CEOs and Boards routinely assess risks to the business enterprise. This typically involves identifying events or circumstances that affect the business’s bottom line, how likely it is to happen, how big of an impact it might have, and a strategy for how to respond. The focus tends to be on external threats (e.g., potential labor disputes, plant closures, supply line disruptions, or cyber-attacks), financial compliance, legal issues, or property and liability insurance. There is an acknowledgement that employees are a potential risk, but it is generally viewed from a fraud investigation perspective. Few companies look closely at trusted insiders (employees, trusted business partners, third party vendors, and contractors) when considering business risks -- and fewer still develop strategies or implement measures to manage it.
High profile lessons
Recent high-profile cases illustrate the importance of effective insider risk management programs and why organizations need to do more than pay lip service to it. In one case, a disgruntled employee who fatally shot five people and wounded five officers began shooting after he was told he was being fired. While it is unknown whether he knew he was about to be fired, a company official said he had been going through a discipline procedure and had been written up previously. Unfortunately, workplace violence has become a much too common occurrence, and all seem to have a common thread – a disgruntled employee.
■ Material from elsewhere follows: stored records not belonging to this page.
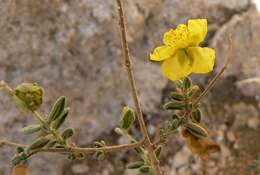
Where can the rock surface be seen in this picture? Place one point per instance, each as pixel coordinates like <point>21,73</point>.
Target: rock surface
<point>72,48</point>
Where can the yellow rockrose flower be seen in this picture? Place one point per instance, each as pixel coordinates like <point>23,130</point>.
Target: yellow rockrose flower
<point>181,54</point>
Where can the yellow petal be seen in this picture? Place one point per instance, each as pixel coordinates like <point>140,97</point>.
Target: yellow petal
<point>197,31</point>
<point>177,66</point>
<point>161,53</point>
<point>203,59</point>
<point>177,38</point>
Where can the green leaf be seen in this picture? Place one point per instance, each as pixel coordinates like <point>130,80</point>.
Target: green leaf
<point>31,129</point>
<point>127,118</point>
<point>135,165</point>
<point>57,109</point>
<point>60,120</point>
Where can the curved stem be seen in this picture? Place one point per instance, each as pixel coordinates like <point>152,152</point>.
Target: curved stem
<point>227,62</point>
<point>89,150</point>
<point>149,146</point>
<point>4,142</point>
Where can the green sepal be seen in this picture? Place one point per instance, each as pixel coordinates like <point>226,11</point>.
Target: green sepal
<point>158,151</point>
<point>145,169</point>
<point>31,129</point>
<point>135,165</point>
<point>99,155</point>
<point>57,109</point>
<point>28,96</point>
<point>174,106</point>
<point>196,130</point>
<point>38,143</point>
<point>177,96</point>
<point>60,120</point>
<point>196,114</point>
<point>67,133</point>
<point>127,118</point>
<point>187,83</point>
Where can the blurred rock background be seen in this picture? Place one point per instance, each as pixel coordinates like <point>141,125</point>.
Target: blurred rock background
<point>72,48</point>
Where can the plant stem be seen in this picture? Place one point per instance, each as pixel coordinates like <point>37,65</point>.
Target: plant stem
<point>10,143</point>
<point>72,149</point>
<point>52,131</point>
<point>227,62</point>
<point>128,65</point>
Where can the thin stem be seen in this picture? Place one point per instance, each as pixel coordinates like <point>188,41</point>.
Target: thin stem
<point>4,142</point>
<point>128,65</point>
<point>90,150</point>
<point>227,62</point>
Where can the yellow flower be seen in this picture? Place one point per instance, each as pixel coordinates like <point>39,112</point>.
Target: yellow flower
<point>181,54</point>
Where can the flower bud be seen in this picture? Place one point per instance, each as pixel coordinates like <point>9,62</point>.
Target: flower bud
<point>57,109</point>
<point>31,129</point>
<point>174,106</point>
<point>60,120</point>
<point>187,83</point>
<point>196,130</point>
<point>28,96</point>
<point>177,96</point>
<point>135,165</point>
<point>20,169</point>
<point>127,118</point>
<point>196,114</point>
<point>38,143</point>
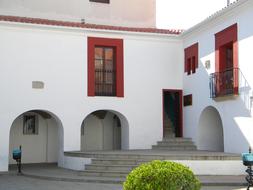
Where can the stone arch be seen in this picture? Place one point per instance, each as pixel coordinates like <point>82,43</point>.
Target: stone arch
<point>104,130</point>
<point>40,133</point>
<point>210,130</point>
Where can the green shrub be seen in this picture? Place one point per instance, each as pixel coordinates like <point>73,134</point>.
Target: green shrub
<point>161,175</point>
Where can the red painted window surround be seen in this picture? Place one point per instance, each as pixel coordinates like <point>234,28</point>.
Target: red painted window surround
<point>191,58</point>
<point>106,42</point>
<point>227,37</point>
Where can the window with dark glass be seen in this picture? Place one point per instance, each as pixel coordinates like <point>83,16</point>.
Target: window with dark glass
<point>191,59</point>
<point>105,74</point>
<point>100,1</point>
<point>30,125</point>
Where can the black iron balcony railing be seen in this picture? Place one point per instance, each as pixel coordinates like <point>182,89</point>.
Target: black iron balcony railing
<point>105,84</point>
<point>224,83</point>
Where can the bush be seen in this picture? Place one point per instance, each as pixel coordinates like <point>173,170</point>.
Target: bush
<point>161,175</point>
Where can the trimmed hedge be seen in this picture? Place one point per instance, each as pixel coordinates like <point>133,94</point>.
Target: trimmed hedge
<point>161,175</point>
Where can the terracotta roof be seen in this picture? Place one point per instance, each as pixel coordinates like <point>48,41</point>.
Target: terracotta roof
<point>214,16</point>
<point>85,25</point>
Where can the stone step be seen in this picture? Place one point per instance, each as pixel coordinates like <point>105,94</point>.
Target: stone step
<point>178,139</point>
<point>157,155</point>
<point>103,173</point>
<point>108,167</point>
<point>117,161</point>
<point>175,143</point>
<point>173,148</point>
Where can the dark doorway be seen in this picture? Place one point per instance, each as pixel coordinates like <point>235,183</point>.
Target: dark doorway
<point>172,113</point>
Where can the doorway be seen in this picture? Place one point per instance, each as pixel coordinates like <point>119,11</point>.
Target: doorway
<point>172,113</point>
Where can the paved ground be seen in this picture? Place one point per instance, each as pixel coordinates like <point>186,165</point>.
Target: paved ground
<point>14,182</point>
<point>49,176</point>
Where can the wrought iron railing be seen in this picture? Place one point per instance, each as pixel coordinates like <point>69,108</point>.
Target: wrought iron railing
<point>224,83</point>
<point>105,84</point>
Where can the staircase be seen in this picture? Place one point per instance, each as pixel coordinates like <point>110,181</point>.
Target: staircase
<point>175,144</point>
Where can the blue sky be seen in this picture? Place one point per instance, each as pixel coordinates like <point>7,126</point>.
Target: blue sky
<point>182,14</point>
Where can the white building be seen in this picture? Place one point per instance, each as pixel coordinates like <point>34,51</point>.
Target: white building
<point>70,86</point>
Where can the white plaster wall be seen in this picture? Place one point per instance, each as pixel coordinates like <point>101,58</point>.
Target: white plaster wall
<point>141,13</point>
<point>198,84</point>
<point>108,131</point>
<point>215,167</point>
<point>210,131</point>
<point>93,134</point>
<point>35,148</point>
<point>99,133</point>
<point>58,57</point>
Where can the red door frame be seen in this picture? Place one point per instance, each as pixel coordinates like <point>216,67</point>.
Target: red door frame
<point>180,92</point>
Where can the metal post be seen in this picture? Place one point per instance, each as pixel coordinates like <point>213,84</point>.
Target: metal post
<point>19,160</point>
<point>228,2</point>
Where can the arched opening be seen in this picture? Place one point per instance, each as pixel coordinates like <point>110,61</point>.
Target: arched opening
<point>210,130</point>
<point>40,133</point>
<point>104,130</point>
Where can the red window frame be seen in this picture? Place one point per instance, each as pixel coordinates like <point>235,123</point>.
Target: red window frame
<point>191,58</point>
<point>224,38</point>
<point>106,42</point>
<point>101,1</point>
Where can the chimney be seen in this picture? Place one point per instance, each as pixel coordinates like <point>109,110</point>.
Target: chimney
<point>228,2</point>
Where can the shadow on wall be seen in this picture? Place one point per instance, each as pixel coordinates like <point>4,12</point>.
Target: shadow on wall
<point>232,132</point>
<point>40,133</point>
<point>104,130</point>
<point>210,130</point>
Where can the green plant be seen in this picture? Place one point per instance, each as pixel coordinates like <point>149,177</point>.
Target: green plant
<point>161,175</point>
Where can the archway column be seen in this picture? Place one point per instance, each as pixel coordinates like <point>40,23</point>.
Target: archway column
<point>4,145</point>
<point>71,135</point>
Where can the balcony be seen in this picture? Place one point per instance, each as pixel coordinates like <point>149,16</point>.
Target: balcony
<point>224,83</point>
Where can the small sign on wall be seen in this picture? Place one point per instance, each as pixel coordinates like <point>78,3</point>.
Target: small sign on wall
<point>188,100</point>
<point>37,84</point>
<point>207,64</point>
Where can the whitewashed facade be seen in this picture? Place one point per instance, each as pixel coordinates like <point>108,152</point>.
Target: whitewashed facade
<point>45,73</point>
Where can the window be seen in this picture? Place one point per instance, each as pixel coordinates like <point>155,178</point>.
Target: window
<point>104,71</point>
<point>105,67</point>
<point>100,1</point>
<point>191,58</point>
<point>226,61</point>
<point>30,125</point>
<point>188,100</point>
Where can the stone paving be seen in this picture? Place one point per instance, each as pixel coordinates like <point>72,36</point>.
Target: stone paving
<point>49,176</point>
<point>15,182</point>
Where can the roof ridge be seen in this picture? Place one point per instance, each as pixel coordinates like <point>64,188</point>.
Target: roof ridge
<point>86,25</point>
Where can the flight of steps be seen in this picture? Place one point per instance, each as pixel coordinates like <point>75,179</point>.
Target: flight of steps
<point>115,168</point>
<point>174,144</point>
<point>168,128</point>
<point>110,170</point>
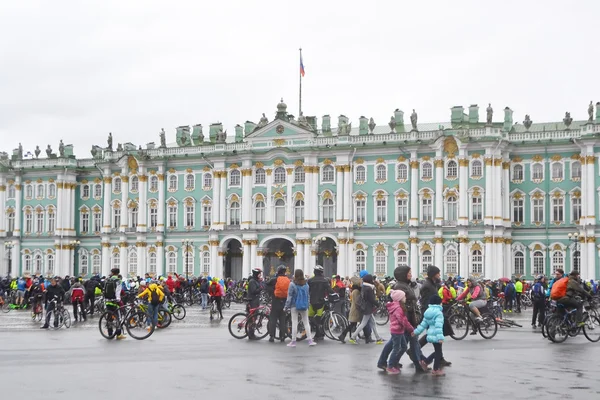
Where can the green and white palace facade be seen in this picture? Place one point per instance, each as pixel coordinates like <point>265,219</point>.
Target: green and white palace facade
<point>483,197</point>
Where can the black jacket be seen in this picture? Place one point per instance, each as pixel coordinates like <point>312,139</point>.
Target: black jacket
<point>319,288</point>
<point>402,283</point>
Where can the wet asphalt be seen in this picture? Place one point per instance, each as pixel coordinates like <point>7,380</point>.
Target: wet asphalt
<point>198,358</point>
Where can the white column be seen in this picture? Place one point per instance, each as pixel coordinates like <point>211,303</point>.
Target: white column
<point>339,196</point>
<point>439,192</point>
<point>269,205</point>
<point>414,193</point>
<point>347,215</point>
<point>289,204</point>
<point>463,196</point>
<point>246,201</point>
<point>161,203</point>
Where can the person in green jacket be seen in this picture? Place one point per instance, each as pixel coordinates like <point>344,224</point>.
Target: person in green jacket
<point>519,290</point>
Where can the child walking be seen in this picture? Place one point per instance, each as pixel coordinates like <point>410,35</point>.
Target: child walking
<point>297,301</point>
<point>398,326</point>
<point>433,322</point>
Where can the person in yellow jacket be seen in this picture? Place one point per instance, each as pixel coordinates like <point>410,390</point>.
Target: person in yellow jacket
<point>155,297</point>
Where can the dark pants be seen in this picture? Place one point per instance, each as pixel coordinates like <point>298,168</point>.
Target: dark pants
<point>277,315</point>
<point>436,356</point>
<point>76,304</point>
<point>539,312</point>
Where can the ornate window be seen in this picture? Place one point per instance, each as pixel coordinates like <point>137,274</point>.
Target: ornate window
<point>279,211</point>
<point>360,174</point>
<point>299,211</point>
<point>279,176</point>
<point>361,261</point>
<point>451,170</point>
<point>476,169</point>
<point>327,173</point>
<point>299,175</point>
<point>190,182</point>
<point>402,172</point>
<point>426,170</point>
<point>519,263</point>
<point>260,178</point>
<point>259,212</point>
<point>235,178</point>
<point>328,211</point>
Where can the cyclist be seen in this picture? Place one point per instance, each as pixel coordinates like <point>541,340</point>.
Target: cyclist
<point>53,292</point>
<point>319,288</point>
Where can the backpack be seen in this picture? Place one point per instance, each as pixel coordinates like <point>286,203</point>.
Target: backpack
<point>302,297</point>
<point>559,289</point>
<point>281,287</point>
<point>154,297</point>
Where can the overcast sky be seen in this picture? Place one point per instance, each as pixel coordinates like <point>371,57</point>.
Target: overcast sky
<point>77,70</point>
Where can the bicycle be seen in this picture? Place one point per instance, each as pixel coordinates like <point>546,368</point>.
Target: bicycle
<point>487,326</point>
<point>136,323</point>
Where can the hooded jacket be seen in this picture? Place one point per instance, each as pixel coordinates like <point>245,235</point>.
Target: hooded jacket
<point>403,283</point>
<point>429,287</point>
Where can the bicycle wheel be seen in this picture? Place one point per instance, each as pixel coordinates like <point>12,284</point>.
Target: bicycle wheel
<point>237,325</point>
<point>164,319</point>
<point>257,326</point>
<point>460,326</point>
<point>591,329</point>
<point>178,312</point>
<point>138,325</point>
<point>488,327</point>
<point>108,324</point>
<point>381,316</point>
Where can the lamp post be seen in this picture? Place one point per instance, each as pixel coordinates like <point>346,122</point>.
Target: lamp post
<point>8,246</point>
<point>186,243</point>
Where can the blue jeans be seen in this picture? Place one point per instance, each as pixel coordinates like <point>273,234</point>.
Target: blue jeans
<point>395,349</point>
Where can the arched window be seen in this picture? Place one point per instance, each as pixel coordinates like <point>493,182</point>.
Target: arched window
<point>518,172</point>
<point>402,172</point>
<point>299,211</point>
<point>259,211</point>
<point>260,176</point>
<point>477,262</point>
<point>360,173</point>
<point>426,171</point>
<point>154,183</point>
<point>361,261</point>
<point>189,182</point>
<point>328,211</point>
<point>299,175</point>
<point>208,181</point>
<point>279,175</point>
<point>327,173</point>
<point>451,169</point>
<point>451,262</point>
<point>279,211</point>
<point>234,213</point>
<point>173,182</point>
<point>538,263</point>
<point>380,263</point>
<point>234,177</point>
<point>117,185</point>
<point>135,184</point>
<point>381,173</point>
<point>476,169</point>
<point>401,258</point>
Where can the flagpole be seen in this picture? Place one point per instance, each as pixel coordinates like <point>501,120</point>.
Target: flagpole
<point>300,92</point>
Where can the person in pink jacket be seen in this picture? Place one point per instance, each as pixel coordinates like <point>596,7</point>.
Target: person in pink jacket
<point>399,325</point>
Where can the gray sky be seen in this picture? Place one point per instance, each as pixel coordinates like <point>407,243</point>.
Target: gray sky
<point>78,69</point>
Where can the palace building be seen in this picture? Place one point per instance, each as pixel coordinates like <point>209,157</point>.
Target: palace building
<point>488,198</point>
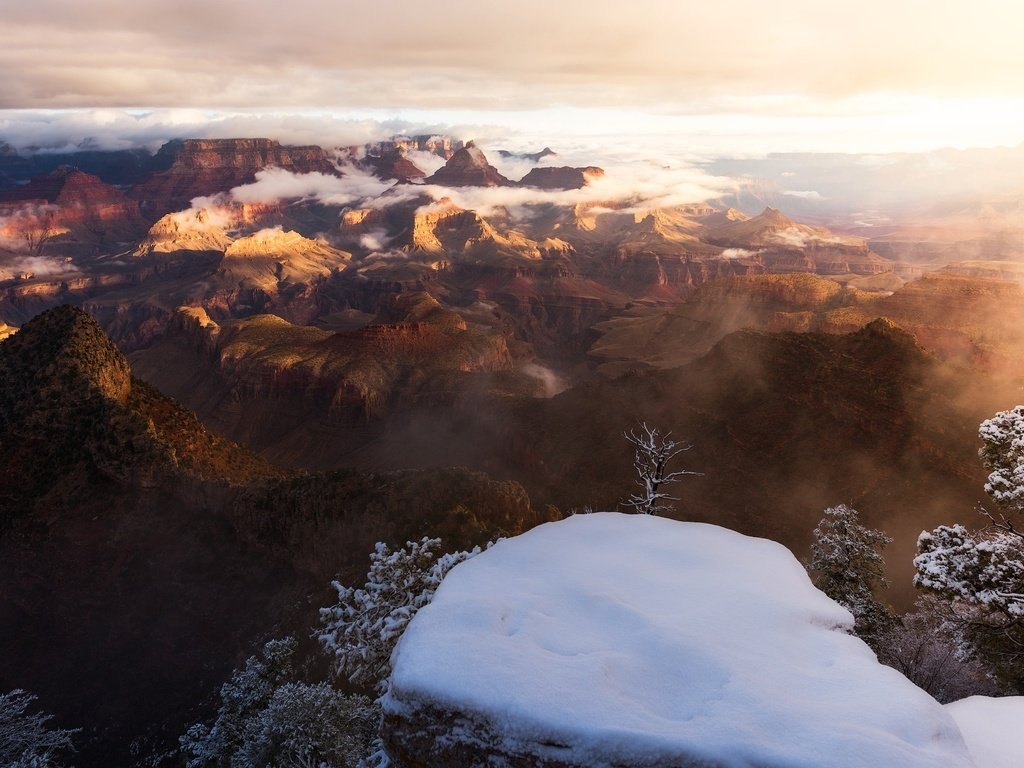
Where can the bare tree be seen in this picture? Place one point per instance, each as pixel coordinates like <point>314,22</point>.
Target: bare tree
<point>653,452</point>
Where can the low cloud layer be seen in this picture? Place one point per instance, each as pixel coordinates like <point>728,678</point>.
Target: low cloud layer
<point>628,179</point>
<point>656,54</point>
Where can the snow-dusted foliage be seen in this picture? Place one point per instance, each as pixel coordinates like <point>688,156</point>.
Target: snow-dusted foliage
<point>981,572</point>
<point>268,721</point>
<point>847,564</point>
<point>984,567</point>
<point>928,647</point>
<point>308,726</point>
<point>361,629</point>
<point>1003,454</point>
<point>652,454</point>
<point>26,739</point>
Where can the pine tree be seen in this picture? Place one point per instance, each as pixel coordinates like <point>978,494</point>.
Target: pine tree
<point>847,564</point>
<point>27,739</point>
<point>363,628</point>
<point>981,572</point>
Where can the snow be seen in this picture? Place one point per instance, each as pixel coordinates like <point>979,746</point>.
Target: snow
<point>991,728</point>
<point>631,639</point>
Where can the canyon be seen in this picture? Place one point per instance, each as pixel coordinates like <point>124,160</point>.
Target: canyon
<point>244,363</point>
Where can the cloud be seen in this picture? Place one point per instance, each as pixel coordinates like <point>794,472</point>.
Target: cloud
<point>737,253</point>
<point>660,54</point>
<point>794,238</point>
<point>70,130</point>
<point>375,241</point>
<point>628,179</point>
<point>804,194</point>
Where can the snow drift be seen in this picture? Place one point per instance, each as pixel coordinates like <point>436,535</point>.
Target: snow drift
<point>611,639</point>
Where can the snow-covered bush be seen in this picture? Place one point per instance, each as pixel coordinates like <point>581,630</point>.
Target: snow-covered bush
<point>927,646</point>
<point>1003,455</point>
<point>308,725</point>
<point>981,572</point>
<point>267,720</point>
<point>361,629</point>
<point>26,739</point>
<point>983,567</point>
<point>847,564</point>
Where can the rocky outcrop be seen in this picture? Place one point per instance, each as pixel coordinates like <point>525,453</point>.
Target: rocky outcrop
<point>445,228</point>
<point>785,246</point>
<point>561,177</point>
<point>184,230</point>
<point>442,146</point>
<point>468,167</point>
<point>68,202</point>
<point>576,662</point>
<point>348,377</point>
<point>394,164</point>
<point>204,167</point>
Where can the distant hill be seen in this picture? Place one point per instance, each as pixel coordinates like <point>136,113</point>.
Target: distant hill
<point>141,555</point>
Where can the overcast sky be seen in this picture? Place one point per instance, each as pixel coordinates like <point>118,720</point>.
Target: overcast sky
<point>885,74</point>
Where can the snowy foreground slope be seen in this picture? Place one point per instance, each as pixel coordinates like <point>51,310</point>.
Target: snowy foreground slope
<point>993,729</point>
<point>611,640</point>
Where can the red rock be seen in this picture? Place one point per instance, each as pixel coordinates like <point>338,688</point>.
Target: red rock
<point>469,167</point>
<point>202,167</point>
<point>71,201</point>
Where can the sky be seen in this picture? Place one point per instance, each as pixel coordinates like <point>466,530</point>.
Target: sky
<point>747,76</point>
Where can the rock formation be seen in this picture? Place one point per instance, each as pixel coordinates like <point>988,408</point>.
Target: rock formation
<point>75,204</point>
<point>204,167</point>
<point>561,177</point>
<point>184,230</point>
<point>468,167</point>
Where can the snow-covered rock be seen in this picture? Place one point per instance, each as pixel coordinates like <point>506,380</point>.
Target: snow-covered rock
<point>992,730</point>
<point>632,640</point>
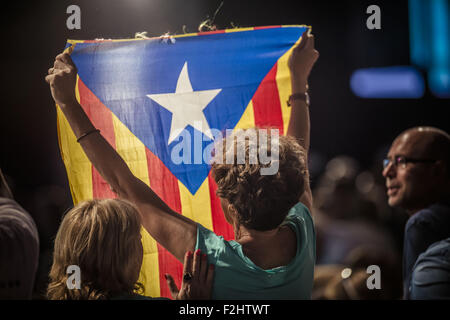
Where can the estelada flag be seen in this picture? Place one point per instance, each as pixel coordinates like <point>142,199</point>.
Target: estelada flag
<point>145,94</point>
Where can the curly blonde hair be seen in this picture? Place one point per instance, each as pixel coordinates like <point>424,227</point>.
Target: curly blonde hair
<point>262,202</point>
<point>102,238</point>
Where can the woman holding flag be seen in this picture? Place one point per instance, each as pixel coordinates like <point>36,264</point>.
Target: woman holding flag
<point>273,254</point>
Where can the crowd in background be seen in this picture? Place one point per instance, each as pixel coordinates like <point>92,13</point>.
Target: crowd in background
<point>355,228</point>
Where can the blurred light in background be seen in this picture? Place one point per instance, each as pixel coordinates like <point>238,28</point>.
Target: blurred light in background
<point>430,42</point>
<point>388,83</point>
<point>429,50</point>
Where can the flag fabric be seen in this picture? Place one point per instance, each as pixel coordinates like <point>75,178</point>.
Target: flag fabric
<point>159,101</point>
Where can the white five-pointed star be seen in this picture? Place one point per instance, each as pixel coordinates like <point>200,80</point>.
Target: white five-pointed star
<point>186,106</point>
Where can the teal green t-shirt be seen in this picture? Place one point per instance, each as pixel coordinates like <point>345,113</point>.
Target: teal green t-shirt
<point>237,277</point>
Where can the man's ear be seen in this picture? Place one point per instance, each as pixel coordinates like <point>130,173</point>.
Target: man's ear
<point>440,169</point>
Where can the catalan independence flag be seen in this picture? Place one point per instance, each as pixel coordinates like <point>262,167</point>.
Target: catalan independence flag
<point>144,93</point>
There are countless cases in recent years of employers filing lawsuits against former employees for the theft of intellectual property and trade secrets. Most are discovered after the employee has resigned or been terminated. For example, a transportation company filed a complaint against two former employees alleging that they misappropriated trade secrets. Unusually secretive behavior by one of the employees initiated a review of his work email account where they found that he had “sent several confidential documents to his personal email account without authorization; he then deleted the sent messages and emptied his trash folder.” The company asserted that the individuals had disclosed and planned to continue to disclose the trade secrets to creditors in order to disadvantage the company in its ongoing negotiations related to their debt restructuring. Numerous companies over the last few years have filed breach of contract lawsuits against former employees for stealing confidential information and trade secrets.
In a company that had an insider risk management program, a resignation notice sparked a routine review of the employee’s computer activity. The review revealed that the employee had accessed hundreds of files, including research reports and plans to market a product in China, and downloaded restricted files to a thumb drive. The subsequent FBI investigation and arrest for theft of trade secrets revealed additional thumb drives in his home containing company information and evidence that the employee had accepted a job with a Chinese competitor almost three months before the resignation notice. The signed offer letter stated the competitor would pay the individual approximately $50,000, for "talent" that he had brought to the company, plus his salary. In this case, the company had a risk management program in place and the discovery was made before the employee resigned.
The cases are just a few examples of why companies and organizations need to manage risks posed by its greatest strength and most valuable asset – people.
Whether from termination or resignation, an employee’s pending departure from an organization increases the chance that data leaks will occur that could impact critical infrastructure operations, lead to the loss of competitive advantage, affect shareholder value, or result in embarrassment and devaluation of an organization’s image and brand. Studies have shown a staggering number of employees who leave a job take company data with them, with many planning to use it at their next job. The reasons for taking the information vary. For some, it is unintentional, made more confusing by mobile work environments, use of personal devices, and cloud storage. Many seem to believe information they created belongs to them and take presentations, documents, or client lists. A smaller number who take data have malicious intent.
Bottom line - Cost to industry
Whether intentional or unintentional, the resulting costs from lost business, damaged reputations, and time spent on recovery are in the millions of dollars. Insider related data breaches already cost companies millions of dollars a year. Companies with insider risk programs have reported recovering documents from departing employees worth billions in potential business losses. That, alone, should make company execs wake up and take notice. Employees are a critical asset for any business, and ignoring the risks posed by trusted insiders is tantamount to putting your head in the sand.